I grew up in Mount Pleasant and moved away, and when I learned the town had banned new townhomes and apartments for seven years, I was filled with dread. It reminded me of policies that led to California’s housing catastrophe. To stay and thrive, South Carolinians need more housing, which can be built by honoring local traditions.
After graduating from the College of Charleston, I moved to the Washington area and got married. When my wife became pregnant, we worried about affording a home. My parents helped us, but the prices were still eye-popping. Eventually, housing became my passion. I founded a local volunteer housing advocacy group, which made me aware of affordability problems around the country, particularly in California.
California has half of the nation’s unsheltered homeless population. Many college students sleep in cars, families leave in droves, and the state’s most progressive, self-righteous cities are the most hostile to people and new homes.
Parallels between how California grew and how South Carolina is growing run deeper than Mount Pleasant’s multifamily moratorium. Most development is on the edges of cities and towns, eating up the land and creating long commutes. Spread-out development and long drives make traffic congestion much worse. California’s notorious traffic is the product of endless sprawl. South Carolina’s precious marshes, forests and swamps — which housing opponents claim to defend — are paved over because new housing is allowed almost nowhere else.
Many South Carolinians worry that new homes raise prices, but the state actually issued permits for fewer homes per resident in 2025 than in 2021, worsening affordability. Housing production crashed before the Great Recession and took a decade to recover as the state population rapidly grew.
That growth is a challenge, but new families are a blessing, not a burden. Forgive me as a proud son for offering the example of my father, a cancer researcher. He moved his family here in 1993 to join MUSC, eventually helping the university secure a prestigious National Cancer Institute designation.
People contribute to their community, but places shape people, too. As I strive to be a good father, husband and friend, I realize that my values are Lowcountry values: hospitality, a desire for civility, patriotism grounded in gratitude and an appreciation for the wisdom of tradition.
The broken housing market is undermining those values. Newcomers are resented rather than welcomed. Active-duty Air Force and Coast Guard personnel increasingly struggle to live near Joint Base Charleston. This weakens our national security but helps clarify the nature of the problem. It is more productive to frame the affordability crunch as a shortage of homes, not an excess of people.
To build badly needed homes, South Carolinians should look to their rich traditions. Charleston is a beloved example of how cities historically, organically grew. The traditional development pattern of Charleston (and Upstate mill towns) was compact and naturally brought neighbors together. Growth stemmed from people exercising their property rights to create beautiful spaces for themselves and their families.
I’On in Mount Pleasant shows how to return to those principles. Its narrow Charleston singles are based on iconic, carefully protected peninsula houses. Homes in I’On command high prices, but their rarity is artificial. The Lowcountry, and the entire state, should legalize more types of homes, including traditional Charleston singles and rowhouses.

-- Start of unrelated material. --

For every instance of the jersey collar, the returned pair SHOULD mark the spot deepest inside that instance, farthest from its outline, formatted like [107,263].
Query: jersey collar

South Carolina must figure out a way to accommodate growth; otherwise, it will slip into a California-like nightmare.
In recent generations, local governments adopted regulations designed to make homes scarce and expensive. Cities and towns embraced minimum lot sizes after World War II, partially to ban starter homes and insulate their schools from the baby boom.
The South Carolina I know cherishes children. But the state will stop being a great place to live and grow up if people with deep roots cannot afford to stay and maintain their traditions. Adult children and grandchildren who want to build good lives should not be forced to leave and sever their family and community ties. They should be able to raise their own children beneath palmetto trees.